It is extremely difficult to watch Nick Kyrgios quit a tennis match and not feel something.
Nick Kyrgios and the fury of watching wasted greatness


Rage, maybe, is what comes to you. Or disappointment. Perhaps, for the more uncharitable of us, schadenfreude.
But you have to feel something watching someone this good continually crash out of tournaments early, or play as if he’s late for an orthodontist appointment. At times it’s as if Kyrgios has to force himself to play poorly, so skilled, practiced, and perfectly built he is to play tennis. Just out of muscle memory he’ll smash a 130-mph serve on the line, then purposefully junk up his form and heave over two hideous ones to double fault on the very next point. You could spend a lifetime playing this game and never hit a serve as beautiful as the one Kyrgios goes out of his way to fuck up.
Kyrgios did it again, for the umpteenth time, on Wednesday, in a match against his countryman John Millman at the US Open. After losing the first set 3-6, Kyrgios came back and won the second easily, 6-1. Then, in a third set he lost 4-6, he started rubbing his shoulder, had the ballboy stretch him out, received a code violation for dropping a hard F-bomb in earshot of a linesman, argued it with the chair umpire, then lost a final set 1-6 in which at times he appeared to be smacking the ball out of bounds in order to get out of there as quickly as possible.

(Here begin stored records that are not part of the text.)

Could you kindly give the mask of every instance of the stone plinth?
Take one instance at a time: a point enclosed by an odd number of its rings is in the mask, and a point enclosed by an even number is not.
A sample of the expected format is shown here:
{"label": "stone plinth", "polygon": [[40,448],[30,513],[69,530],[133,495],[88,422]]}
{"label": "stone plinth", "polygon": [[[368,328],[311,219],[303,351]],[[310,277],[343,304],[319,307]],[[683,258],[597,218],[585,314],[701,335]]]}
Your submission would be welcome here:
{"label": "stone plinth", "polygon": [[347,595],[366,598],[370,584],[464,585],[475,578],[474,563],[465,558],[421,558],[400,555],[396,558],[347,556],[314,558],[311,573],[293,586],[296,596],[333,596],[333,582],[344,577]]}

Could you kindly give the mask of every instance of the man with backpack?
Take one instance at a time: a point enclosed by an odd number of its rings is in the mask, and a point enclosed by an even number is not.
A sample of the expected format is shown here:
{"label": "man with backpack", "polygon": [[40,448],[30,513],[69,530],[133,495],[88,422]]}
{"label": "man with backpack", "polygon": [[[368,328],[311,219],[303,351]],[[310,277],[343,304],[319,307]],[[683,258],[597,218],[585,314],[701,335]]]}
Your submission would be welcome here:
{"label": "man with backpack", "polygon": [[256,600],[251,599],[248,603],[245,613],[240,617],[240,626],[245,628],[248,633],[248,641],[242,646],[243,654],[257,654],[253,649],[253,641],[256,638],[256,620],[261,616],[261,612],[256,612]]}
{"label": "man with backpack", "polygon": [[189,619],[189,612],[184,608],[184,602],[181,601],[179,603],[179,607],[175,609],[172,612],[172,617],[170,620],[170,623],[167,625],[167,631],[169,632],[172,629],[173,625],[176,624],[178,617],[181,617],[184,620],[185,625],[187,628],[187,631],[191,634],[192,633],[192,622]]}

For fans of tennis, it was another Kyrgios Moment. If you follow the game at all you will probably have read about these, in any number of the illuminating profiles or essays about the 22-year-old Australian. The locations of these moments change, and each has a different flavor, but in essence they are all the same: The brilliant young player exits a tournament early in a match most thought he would win. Also he’ll yell at someone, often using imaginative expletives, about something.
The shoulder discomfort complicates the moment this time, of course, and it’s entirely possible that Kyrgios hurt himself and was doing his best to get off the court quickly to preserve his body.

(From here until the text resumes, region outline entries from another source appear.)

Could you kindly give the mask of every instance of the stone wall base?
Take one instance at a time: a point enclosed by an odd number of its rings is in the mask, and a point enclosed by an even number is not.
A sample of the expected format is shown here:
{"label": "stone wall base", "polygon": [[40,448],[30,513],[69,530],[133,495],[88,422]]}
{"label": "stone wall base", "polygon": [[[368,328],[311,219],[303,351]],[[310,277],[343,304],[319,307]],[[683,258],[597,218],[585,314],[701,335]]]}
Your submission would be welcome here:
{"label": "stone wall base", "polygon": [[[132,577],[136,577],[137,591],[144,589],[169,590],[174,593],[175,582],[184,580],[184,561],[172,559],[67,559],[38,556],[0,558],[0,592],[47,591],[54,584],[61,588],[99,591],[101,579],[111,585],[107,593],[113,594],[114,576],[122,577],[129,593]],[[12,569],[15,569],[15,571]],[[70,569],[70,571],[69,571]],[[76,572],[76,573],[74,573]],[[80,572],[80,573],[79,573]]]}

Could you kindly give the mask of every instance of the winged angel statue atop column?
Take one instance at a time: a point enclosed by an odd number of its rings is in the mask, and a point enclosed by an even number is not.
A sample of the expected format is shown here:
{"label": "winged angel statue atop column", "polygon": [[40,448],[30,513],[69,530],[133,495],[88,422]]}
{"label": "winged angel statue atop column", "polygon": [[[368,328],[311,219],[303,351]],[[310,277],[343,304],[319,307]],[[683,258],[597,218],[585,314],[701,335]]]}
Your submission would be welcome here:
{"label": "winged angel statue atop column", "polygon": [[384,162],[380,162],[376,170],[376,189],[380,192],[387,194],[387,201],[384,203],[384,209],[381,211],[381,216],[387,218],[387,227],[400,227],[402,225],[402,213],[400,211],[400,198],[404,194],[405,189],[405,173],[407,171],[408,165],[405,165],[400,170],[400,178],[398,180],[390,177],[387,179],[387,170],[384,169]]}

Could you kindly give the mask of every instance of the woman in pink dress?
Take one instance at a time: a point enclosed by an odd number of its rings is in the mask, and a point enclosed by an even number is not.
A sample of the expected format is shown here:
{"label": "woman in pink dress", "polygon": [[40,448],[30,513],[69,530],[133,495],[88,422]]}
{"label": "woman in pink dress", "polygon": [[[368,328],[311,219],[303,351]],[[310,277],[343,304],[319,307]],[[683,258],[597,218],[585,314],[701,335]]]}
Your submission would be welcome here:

After the match, Kyrgios said as much. He spoke about the injury, his disappointment, and closed, in an almost heartbreaking moment, by saying, “I keep letting people down. I don’t know.”
This is part of what’s so difficult about trying to follow Kyrgios’ career. His forthright answers about his own struggles with motivation, about the loneliness of top-flight tennis, about disappointing the fans who love him, they are all so completely at odds with the player you watch on the court.
For less empathetic fans — and there are plenty — that fourth and final set was an all-too-typical showing from Kyrgios, a player who looks as if he were constructed in a laboratory to play tennis. Listed at 6’4 and 187 pounds, Kyrgios is broad shouldered but quick, with the type of hand-eye coordination only a few people alive have ever been blessed to be born with.
So Adonis-like is he, it’s tempting to just paint Kyrgios as a physical freak, someone who was gifted this game. That’s not right, though. No one is born being able to return a 120-mph serve, or hit a cross-court backhand to within an inch, both things Kyrgios can do with regularity, if he’s in the mood. Kyrgios trained, a lot, hours and hours, more time than you or I could ever probably fathom, to get to where he is.
Which, of course, makes it all the more flabbergasting watching him walk away from a US Open like he did on Wednesday.
The match will spark the usual debate on Kyrgios. Whether or not he is wasting his talent. If he’s throwing it all away. Kyrgios’ play drives many sportswriters nuts, as many of them (myself included) harbor deep-down fantasies about what it would have been like if we’d been able to play a sport at the top level. You know, if we’d only had the talent that Kyrgios seems so set on squandering.
(The match on Wednesday had my bud Dan Wolken arguing about what the meaning of “talent” even is. ... Do you see what this guy is doing to us?)
There will be a line drawn in the sand on Kyrgios, on how we’re all supposed to feel about this. If you’re an optimist, you’ll say that Kyrgios doesn’t owe the game of tennis anything, that he’s honest with media, and trying his best, and was injured this time, just as he was injured for the last five Grand Slams, and if this is how he wants to play, then that’s fine. If you skew more cynical, you’ll argue that Kyrgios sure seems to behave horribly an awful lot for someone who is supposedly trying his best, and has shown a troubling pattern of quitting on matches, injured or not.
I’m not entirely sure where I fall. I guess I am angry. It is maddening to watch Kyrgios at times, though for me it’s not because he owes himself, or the game of tennis, anything. My anger is purely for a selfish reason: I like watching beautiful tennis. And Kyrgios seems determined to make sure that, at least when his mood turns, I am not able to do that.